When Miami crime reporter Britt Montero reports a missing teenager, she discovers that the case may be related to a string of unsolved disappearances. As Britt delves into the baffling case, an old mystery opens new wounds: she unexpectedly meets two men who knew her deceased father—who was executed long ago in a Cuban jail.
Through them, Britt learns that he left a diary identifying the man who betrayed him. But the diary isn’t easily possessed: Anyone who finds it seems to be marked for murder. At the height of a terrifying category five hurricane, Britt needs to face the man who betrayed her father in order to uncover more than one truth, but her hunger for justice may turn her into the next victim.
From the Edgar Award–nominated and Pulitzer Prize–winning author of The Corpse Had a Familiar Face, this compelling crime thriller “deftly captures the matter-of-fact quality of the police beat” (The New York Times).
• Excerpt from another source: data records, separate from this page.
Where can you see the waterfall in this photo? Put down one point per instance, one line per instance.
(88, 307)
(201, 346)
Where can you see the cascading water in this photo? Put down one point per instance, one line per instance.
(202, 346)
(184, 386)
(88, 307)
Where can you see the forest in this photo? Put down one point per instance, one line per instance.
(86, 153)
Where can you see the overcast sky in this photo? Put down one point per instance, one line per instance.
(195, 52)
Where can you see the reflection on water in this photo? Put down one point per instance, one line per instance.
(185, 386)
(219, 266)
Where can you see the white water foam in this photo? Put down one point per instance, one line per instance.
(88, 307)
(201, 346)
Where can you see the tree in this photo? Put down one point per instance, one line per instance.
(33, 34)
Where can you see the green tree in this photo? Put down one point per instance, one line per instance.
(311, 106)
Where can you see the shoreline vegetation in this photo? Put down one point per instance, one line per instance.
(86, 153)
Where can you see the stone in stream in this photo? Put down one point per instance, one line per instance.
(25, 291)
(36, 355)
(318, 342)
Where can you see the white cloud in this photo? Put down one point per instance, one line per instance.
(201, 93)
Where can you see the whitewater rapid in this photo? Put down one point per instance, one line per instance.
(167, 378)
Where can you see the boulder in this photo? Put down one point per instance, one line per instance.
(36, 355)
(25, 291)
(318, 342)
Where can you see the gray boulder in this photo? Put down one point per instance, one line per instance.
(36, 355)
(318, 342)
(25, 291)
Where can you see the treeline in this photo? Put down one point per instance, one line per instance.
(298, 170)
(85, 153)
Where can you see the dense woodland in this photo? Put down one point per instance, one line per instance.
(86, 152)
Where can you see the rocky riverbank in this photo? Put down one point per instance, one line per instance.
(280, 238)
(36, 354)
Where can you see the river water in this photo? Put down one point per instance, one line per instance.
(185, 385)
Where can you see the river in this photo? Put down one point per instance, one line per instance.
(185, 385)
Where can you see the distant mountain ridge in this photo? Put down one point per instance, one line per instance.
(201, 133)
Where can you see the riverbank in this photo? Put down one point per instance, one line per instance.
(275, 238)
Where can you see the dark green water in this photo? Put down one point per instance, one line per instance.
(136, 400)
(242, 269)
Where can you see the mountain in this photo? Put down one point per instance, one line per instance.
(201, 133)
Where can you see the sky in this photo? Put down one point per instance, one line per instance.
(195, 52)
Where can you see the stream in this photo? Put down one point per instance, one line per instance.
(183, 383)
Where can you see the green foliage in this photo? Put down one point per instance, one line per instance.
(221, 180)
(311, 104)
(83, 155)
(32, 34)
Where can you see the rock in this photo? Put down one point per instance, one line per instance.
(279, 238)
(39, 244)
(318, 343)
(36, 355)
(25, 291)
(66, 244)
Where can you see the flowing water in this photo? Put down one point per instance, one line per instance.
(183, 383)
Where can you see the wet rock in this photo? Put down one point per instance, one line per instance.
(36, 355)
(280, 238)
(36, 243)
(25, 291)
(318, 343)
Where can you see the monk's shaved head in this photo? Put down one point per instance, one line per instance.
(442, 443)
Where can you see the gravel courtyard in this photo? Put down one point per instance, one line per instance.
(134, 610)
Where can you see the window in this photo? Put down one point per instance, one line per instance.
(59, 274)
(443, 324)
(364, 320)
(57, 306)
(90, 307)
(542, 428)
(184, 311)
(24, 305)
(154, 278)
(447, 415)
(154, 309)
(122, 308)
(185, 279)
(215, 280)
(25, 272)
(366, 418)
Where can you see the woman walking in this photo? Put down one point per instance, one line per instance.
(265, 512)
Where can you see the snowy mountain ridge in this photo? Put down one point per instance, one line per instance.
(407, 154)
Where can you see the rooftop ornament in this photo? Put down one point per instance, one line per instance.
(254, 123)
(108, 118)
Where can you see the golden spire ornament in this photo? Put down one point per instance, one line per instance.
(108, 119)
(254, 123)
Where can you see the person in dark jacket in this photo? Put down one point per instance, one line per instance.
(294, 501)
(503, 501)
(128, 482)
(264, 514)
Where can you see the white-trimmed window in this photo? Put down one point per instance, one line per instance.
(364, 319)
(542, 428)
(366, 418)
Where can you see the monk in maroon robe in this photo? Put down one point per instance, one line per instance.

“[An] extremely likable heroine.” —Publishers Weekly
With a pulsating narrative drive compensating for a lack of plot subtlety, Pulitzer Prize-winning crime reporter Buchanan bids fair to elevate Britt Montero (Suitable for Framing), her spunky Miami crime reporter, into the rarefied air breathed by female sleuths V. I. Warshawski and Kinsey Millhone. This time Britt, hamstrung as always by boyfriend trouble, is on the trail of missing teenage boys-all white, all blond, all blue-eyed and all quite probably murdered. Her investigation splutters along, interrupted by her past, and by her half-Cuban heritage, as two older men, both professing to be Cuban patriots, hint at the existence of a diary written by her late, freedom-fighting father. But Britt has to move fast as people keep dying and as a hurricane bears down on Miami. With about a third of the book left, most readers will realize that Buchanan will have to rely on lame coincidence to untangle the child-killer case. Less a wily deduction than a matter of simple mathematics, this trite resolution grates badly. But everything else is first-rate, especially the neon-tinged, art-deco background of weird Floridian mayhem. $150,000 ad/promo; satellite author tour.